Ma visite au vignoble
Le miracle local est ici circonscrit à 9 hectares qui ont le bonheur d’être exposés plein sud , un petit morceau de Bourgogne posé en Normandie. Et si l’auxerrois constitue aujourd’hui encore la plus grande partie de sa récolte aux côtés de pinot gris, melon de Bourgogne et autre Müller-Thurgau c’est le pinot noir, le plus prometteur de tous, qui constituera la majorité de sa production à l’horizon 2020.
Maître Samson est bien organisé et propose des visites de son vignoble aux touristes curieux de cette étrangeté qu’est un vignoble en Normandie. Nous sommes donc une petite quarantaine prêts à affronter un soleil que les méditerranéens n’auraient pas renié. On commence par le sol. Sur les flancs du coteau, le calcaire du jurassique affleure et laisse entrevoir la pureté de la roche dans un blanc quasi immaculé. Le regard devine aisément la pertinence du lieu de plantation par ce contraste saisissant entre la plaine limoneuse (impropre à la vigne car trop fertile) et la butte esseulée.
L’orateur est précis et le texte bien rôdé.
Il développe une belle pédagogie et très vite on comprend toute la subtilité de son choix, la notion de terroir qui légitime et pérennise les conditions d’existence d’un vignoble en butte à un milieu peu favorable, l’histoire du lieu, qui nous démontre que nos ancêtres avaient déjà prescience d ’un lieu exceptionnel.
« Du temps des Romains jusque sous la Révolution, cet endroit est mentionné comme planté de vignes, raconte Gérard Samson face à l’ancienne carrière qui borde sa vigne. Autour du Bassin parisien existent des cercles géologiques concentriques. Ici, nous sommes sur le même que celui de la Côte d’Or viticole. La roche correspond à celle de la Côte-de-Nuits et surtout de Beaune. C’est du jurassique, plus précisément du bathonien. Sa particularité, c’est la fissuration qui permet aux racines de pénétrer en profondeur, d’aller chercher de la fraîcheur au cœur de l’été. C’est la gestion de la ressource hydrique pour la vigne qui fait la différence entre les bons et les mauvais terroirs. Prenez Romanée-Conti, ce n’est jamais que 1,83 ha. »
Puis la visite se poursuit en arpentant les vignes, une petite montée au sommet du coteau pour apprécier la vue sur ce triangle qui condense les atouts d’une situation exceptionnelle. A commencer par l’exposition Sud-Sud-Est, à même de capter du matin jusqu’au soir un ensoleillement optimal. La pente du coteau assure le ressuyage du sol, alors que tout le milieu environnant se confond dans la monotonie paysagère de la plaine normande, sans la moindre éminence. S’ajoute une aérologie typique des situations de relief isolé, avec un mini phénomène de Foehn (courant d’air chaud descendant) très favorable sur l’arrière-saison, pour obtenir un surplus de maturité.

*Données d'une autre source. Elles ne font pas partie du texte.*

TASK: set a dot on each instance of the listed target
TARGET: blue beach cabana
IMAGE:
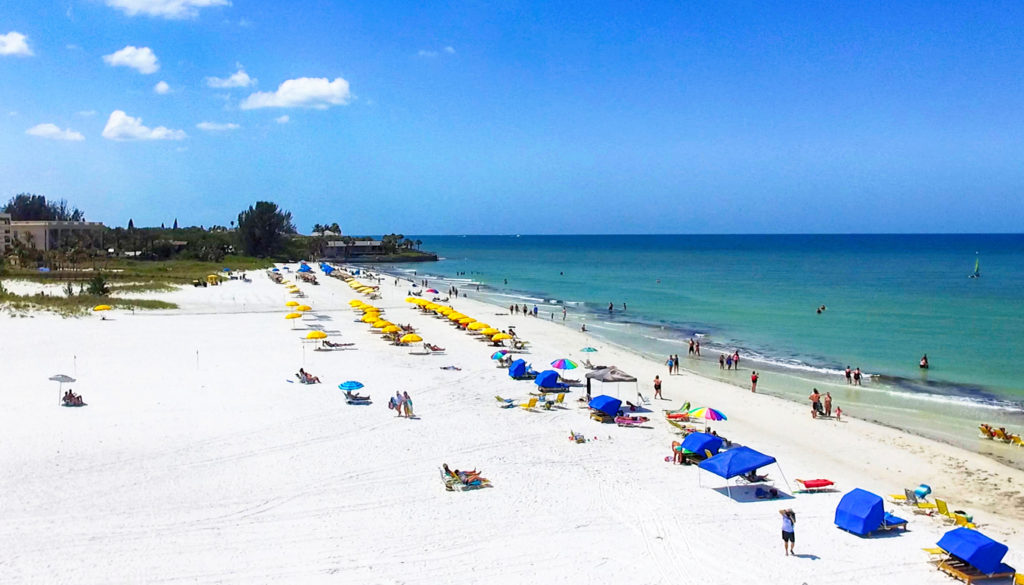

En arrière plan s’étendent la vallée de la Dives et les masses sombres des bois d’où émergent ça et là les clochers des belles églises et abbatiales médiévales.
On traverse les rangs, en rêvant de goûter à l’une de ces belles grappes de pinot noir, il fait si chaud et c’est tentant, mais « pas touche » on respecte la consigne du maître des lieux. S’ensuit une jolie leçon de botanique sur les différents cépages et la manière écologique de faire pousser la vigne en symbiose avec les différentes espèces végétales « amies »
Puis on redévale la pente par un autre passage nous permettant de comprendre qu’outre les arpents de production, une nouvelle zone d’un hectare a été plantée pour expérimenter de nouveaux cépages…et sans doute nous réserver de nouvelles surprises.
Enfin, c’est la dégustation…
J’opte pour l’Auxerrois, qui me surprend en développant des arômes minéraux d’abord, puis de fruits et d’épices, un festival de saveurs qui se développe dans le temps…
Bravo Maître Samson, continuez à nous surprendre et à ressusciter le vin dans notre belle Normandie.